Alors, on ne manquera pas de nous présenter la CSG comme une TVA sociale de gauche… A un taux d’1,1 %, c’était probablement encore défendable dans son approche puisqu’elle touche tous les revenus, aujourd’hui alors que nous en sommes à 7,5% du salaire brut, elle s’apparente de plus en plus à une flat tax d’inspiration fort libérale, plus encore si nous passons à 9,5 voire 11,5….

Pour conclure :

Je le disais, il y a quelques jours à propos du sommet européen ; je le redis et on pourra y mettre tous les enrobages qu’on veut… le gouvernement Ayrault prend une pente social libérale…. je n’ai pas voté pour ça en mai 2012.

(Juste avant de lâcher sa bombe, le terme "blogueurs de gouvernement", qui a rapidement fait le tour de la blogosphère de gauche. Mais cette question-là, nous en avons parlé l'autre jour.)

Et pour finir, voici quelques salves supplémentaires tirées par Rue89 :

« Je ne viens pas annoncer aujourd’hui de prélèvement supplémentaire pour une grande majorité de Français », a déclaré Hollande. Pourtant, si comme on le suppose, c’est une hausse de deux à quatre points de CSG qui se profile, la grande majorité des Français seront touchés, pas seulement la petite minorité des plus riches.

La vérité, c’est que le gouvernement s’apprête à troquer une hausse de 11 milliards de la TVA pour une hausse de la CSG de plus du double.
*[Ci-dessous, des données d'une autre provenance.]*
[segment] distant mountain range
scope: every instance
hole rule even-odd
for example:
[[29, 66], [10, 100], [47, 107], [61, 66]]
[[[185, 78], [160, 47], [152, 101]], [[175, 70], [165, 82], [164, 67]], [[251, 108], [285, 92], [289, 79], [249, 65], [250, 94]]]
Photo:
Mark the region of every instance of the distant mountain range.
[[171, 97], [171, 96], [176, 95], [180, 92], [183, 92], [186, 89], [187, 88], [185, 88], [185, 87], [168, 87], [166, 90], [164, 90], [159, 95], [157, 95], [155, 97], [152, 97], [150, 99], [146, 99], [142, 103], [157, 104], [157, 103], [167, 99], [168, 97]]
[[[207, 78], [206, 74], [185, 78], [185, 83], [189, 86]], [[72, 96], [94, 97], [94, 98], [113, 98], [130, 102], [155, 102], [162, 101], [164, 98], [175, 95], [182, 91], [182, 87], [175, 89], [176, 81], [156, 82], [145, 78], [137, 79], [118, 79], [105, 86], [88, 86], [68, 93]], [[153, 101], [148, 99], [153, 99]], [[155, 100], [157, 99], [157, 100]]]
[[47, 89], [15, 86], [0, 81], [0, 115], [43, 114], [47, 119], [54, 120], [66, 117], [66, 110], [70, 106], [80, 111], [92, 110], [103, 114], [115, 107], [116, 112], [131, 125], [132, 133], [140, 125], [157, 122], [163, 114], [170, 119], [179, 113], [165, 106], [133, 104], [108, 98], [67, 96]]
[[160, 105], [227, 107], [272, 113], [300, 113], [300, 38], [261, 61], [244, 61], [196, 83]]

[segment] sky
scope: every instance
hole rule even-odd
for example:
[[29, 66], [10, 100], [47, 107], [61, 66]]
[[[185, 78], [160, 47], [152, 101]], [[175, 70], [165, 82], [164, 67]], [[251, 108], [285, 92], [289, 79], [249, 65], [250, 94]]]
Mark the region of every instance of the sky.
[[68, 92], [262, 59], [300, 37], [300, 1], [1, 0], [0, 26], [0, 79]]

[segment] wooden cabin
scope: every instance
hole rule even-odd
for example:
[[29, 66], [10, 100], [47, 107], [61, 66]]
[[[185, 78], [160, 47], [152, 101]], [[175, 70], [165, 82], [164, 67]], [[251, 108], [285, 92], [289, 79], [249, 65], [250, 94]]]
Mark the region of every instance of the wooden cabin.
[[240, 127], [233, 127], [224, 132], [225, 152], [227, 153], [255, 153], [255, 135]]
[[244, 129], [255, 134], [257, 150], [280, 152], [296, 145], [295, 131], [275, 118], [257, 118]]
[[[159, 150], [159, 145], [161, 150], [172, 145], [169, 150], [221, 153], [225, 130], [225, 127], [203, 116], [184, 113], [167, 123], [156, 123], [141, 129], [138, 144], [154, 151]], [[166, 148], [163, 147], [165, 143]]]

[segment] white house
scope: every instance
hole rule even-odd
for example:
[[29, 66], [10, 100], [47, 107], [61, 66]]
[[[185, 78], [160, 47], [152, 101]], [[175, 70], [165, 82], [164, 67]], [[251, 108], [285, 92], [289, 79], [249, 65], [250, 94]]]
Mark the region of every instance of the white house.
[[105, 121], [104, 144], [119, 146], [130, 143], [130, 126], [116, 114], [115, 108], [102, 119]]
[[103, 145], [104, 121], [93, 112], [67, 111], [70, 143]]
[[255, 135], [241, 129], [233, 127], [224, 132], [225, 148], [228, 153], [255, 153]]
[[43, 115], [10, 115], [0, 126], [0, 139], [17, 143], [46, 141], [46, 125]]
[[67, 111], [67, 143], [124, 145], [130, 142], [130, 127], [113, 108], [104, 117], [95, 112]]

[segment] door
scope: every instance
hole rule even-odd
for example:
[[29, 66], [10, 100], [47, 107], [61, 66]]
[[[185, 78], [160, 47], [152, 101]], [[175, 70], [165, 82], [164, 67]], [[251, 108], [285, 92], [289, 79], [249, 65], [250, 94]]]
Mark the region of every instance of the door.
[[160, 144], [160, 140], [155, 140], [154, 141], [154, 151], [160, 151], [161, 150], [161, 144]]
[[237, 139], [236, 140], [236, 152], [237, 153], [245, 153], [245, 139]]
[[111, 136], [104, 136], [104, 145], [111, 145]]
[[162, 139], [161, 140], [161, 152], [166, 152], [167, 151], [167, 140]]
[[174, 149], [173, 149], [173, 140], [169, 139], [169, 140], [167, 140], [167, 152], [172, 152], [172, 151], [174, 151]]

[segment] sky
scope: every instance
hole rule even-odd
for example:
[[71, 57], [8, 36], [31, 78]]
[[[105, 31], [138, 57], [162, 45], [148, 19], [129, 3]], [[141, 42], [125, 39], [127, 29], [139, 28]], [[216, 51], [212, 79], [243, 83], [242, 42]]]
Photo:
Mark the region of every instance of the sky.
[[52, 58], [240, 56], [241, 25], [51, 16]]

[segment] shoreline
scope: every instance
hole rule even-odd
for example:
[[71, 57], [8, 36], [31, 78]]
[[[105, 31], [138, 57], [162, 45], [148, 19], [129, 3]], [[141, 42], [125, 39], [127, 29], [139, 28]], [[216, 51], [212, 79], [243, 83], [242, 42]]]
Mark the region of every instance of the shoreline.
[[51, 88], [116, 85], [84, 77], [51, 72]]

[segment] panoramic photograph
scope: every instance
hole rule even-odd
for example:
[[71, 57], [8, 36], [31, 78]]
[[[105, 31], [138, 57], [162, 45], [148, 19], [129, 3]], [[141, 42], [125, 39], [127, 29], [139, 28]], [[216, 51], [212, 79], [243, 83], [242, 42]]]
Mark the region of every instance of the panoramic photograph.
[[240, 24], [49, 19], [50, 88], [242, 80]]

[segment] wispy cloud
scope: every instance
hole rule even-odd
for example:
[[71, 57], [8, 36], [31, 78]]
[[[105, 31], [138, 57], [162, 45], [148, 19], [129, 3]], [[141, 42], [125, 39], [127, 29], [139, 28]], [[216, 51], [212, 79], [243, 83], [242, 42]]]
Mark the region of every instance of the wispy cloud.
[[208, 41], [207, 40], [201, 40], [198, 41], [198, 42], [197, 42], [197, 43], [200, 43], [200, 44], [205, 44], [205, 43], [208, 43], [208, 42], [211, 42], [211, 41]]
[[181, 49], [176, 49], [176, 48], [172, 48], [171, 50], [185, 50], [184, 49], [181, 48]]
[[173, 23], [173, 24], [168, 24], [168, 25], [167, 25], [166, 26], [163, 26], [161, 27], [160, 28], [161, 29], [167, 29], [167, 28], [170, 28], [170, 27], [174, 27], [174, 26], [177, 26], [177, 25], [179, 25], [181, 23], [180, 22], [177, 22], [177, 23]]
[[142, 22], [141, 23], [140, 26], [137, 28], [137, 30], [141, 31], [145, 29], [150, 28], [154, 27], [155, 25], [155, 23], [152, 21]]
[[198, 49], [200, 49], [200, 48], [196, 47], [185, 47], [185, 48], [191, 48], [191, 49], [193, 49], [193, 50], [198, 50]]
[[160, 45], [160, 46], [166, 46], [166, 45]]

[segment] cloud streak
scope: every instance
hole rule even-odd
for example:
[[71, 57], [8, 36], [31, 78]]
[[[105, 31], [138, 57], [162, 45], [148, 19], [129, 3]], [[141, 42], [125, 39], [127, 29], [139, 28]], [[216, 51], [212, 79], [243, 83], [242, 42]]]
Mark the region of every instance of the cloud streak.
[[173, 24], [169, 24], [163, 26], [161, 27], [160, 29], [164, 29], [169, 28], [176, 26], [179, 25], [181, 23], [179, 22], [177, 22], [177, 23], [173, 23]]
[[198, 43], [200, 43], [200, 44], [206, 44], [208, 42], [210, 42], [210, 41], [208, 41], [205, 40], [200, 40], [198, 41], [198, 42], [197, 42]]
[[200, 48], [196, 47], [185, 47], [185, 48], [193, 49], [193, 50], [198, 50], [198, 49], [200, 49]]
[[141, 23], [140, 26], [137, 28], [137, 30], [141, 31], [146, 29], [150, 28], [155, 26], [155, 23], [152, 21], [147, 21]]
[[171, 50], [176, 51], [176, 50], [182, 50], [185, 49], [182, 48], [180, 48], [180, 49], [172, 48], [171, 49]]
Alors, qu'en est-il ? La CSG qu'on nous prépare, est-ce une flat tax ultra-libérale déguisé en Rocard ?

15 juillet 2012

L'unique chance pour mettre fin au cumul des mandats

 

Hier, lors de son entretien télévisé, François Hollande a annoncé qu'il confiait à Lionel Jospin une commission sur "la moralisation et la rénovation de la vie politique". Jospin n'aurait pas été mon premier choix, ni même dans mon Top 10, pour ce travail. Son rôle dans l'affaire Falorni ("On a beaucoup trop parlé de la 1re circonscription de Charente-Maritime") est plus une question de feuilleton ; en revanche, le quinquennat qu'il nous à légué ne témoigne pas en sa faveur pour une réflexion sur la modernisation de la démocratie.

Certes, Jospin, oui, bof.

Ce qui est paradoxalement rassurant, c'est que pour la mesure la plus importante, la personalité du président de la commission importe peu. Car la mesure la plus importante est aussi la plus simple : le non-cumul des mandats. Toute tentative de rendre plus compliqué, subtile, moderne, technique le passage du cumul généralisé au non-cumul ne sera qu'un affaiblissement du principe.

12 juillet 2012

Blogs de gauche : un contre-pouvoir quand même ?

 

Ou plutôt contre-média.

Récemment, j'ai rencontré, en chair et en os, Marc Vasseur, que connais depuis cinq ans, virtuellement, comme tous mes amis blogueurs. C'était la première fois que je serre la main à une personne que je connais grâce à la blogosphère. C'était la confirmation que les amitiés virtuelles ne sont pas, en fait, virtuelles, du moins quand il s'agit de gens qui s'engagent dans l'écriture et la durée.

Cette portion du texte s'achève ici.